Plusieurs dispositifs de paillage (mulch) ont été expérimentés, en direction de la limitation de l’évapo-transpiration et de l’amendement des sols.

* les écorces de pin, une couverture classique utilisée en espaces verts, et qui est un matériau importé,

* la paille, qui n’est pas non plus une ressource locale mais qui est particulièrement économique,

* les feuilles de chêne, une ressource locale, et diverses autres feuilles d’arbre en automne,

* les feuilles et noyaux d’olivier, une ressource abondante sur le site,

* la canne de Provence (Aurundo donax), une autre ressource tout aussi abondante sur le site,

* les déchets des nombreux plants de lierre qui poussent sur le site et menacent la survie des arbres,

* un dernier paillage de type forestier, a été installé à partir de divers déchets provenant des palmiers (feuilles, spathes, et inflorescences découpées manuellement ou traités par vermi-compostage, et fibres de stipes décomposés naturellement).

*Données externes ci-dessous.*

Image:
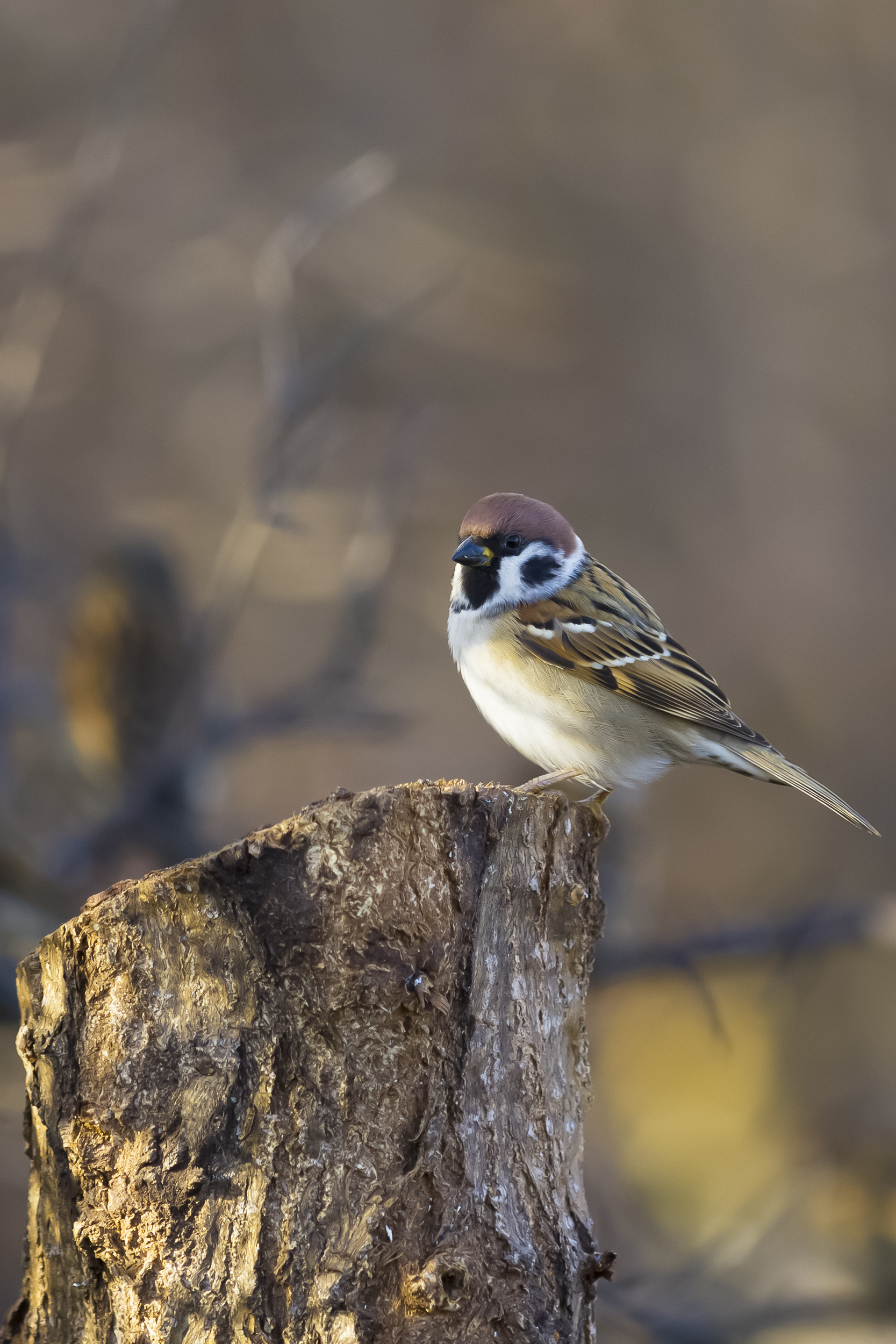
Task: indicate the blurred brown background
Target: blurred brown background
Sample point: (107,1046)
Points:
(632,257)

Le paillage de type forestier s’est révélé le plus adapté, du fait qu’il permet le recyclage des déchets de taille de la palmeraie. Afin d’améliorer son efficacité, il a été combiné dans un premier temps aux autres matériaux, sous la forme de strates alternées au fil des saisons.

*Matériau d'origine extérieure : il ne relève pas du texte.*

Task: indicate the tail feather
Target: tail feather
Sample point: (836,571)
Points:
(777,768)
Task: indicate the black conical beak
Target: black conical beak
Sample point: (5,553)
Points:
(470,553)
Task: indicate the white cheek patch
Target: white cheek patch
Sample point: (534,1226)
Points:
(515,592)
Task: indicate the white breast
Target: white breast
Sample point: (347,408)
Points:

Le compostage des déchets du palmier dattier (DPC) est une technique pratiquée au niveau de l’économie du système oasien. Outre une gestion écologique des déchets de taille, il permet l’amendement régulier des sols. Cette technique nécessite toutefois des investissements coûteux, en matière de broyage des palmes et de main d’œuvre (en ce qui concerne la manutention des andains). Nous avons donc expérimenté plusieurs dispositifs alternatifs.

* la technique dite du lasagne, consiste à alterner des couches de déchets végétaux (non broyés) et de carton. Attirés par la cellulose, les vers de terre sont les agents de la transformation. Cette technique, qui ne concerne que les feuilles et le rachis, est à la fois très efficace et simple à mettre en œuvre.
* le recyclage des pétioles s’est inspiré d’une technique locale de fabrication de terreau, qui consiste à les mélanger avec de la terre. Les pétioles ont été enterrés à cet effet dans les allées du jardin, la terre extraite servant à recouvrir les lasagnes, ce qui améliore grandement leur efficacité.
* suite à l’observation de la décomposition naturelle des stipes sur pied, sous l’action de leur colonisation par divers insectes, nous avons procédé à leur regroupement, après les avoir découpés en tronçons, sur plusieurs points du site. Le principal agent de cette décomposition naturelle est un coléoptère, le cétoine doré. Le résultat final consiste en une sorte de tourbe végétale qui peut être directement répandue sur le terrain.
* les déchets résiduels ont été utilisés soit directement comme combustible, soit brûlés en andains afin d’obtenir du charbon de bois. Ce charbon de bois a ensuite été ajouté au compost, une technique d’amendement connue en agronomie tropicale sous le nom de “biochar”.

La technique du lasagne s’est révélée particulièrement intéressante. Elle a été pratiquée directement sur deux terrasses de culture et par la suite dans une dizaine de compostières.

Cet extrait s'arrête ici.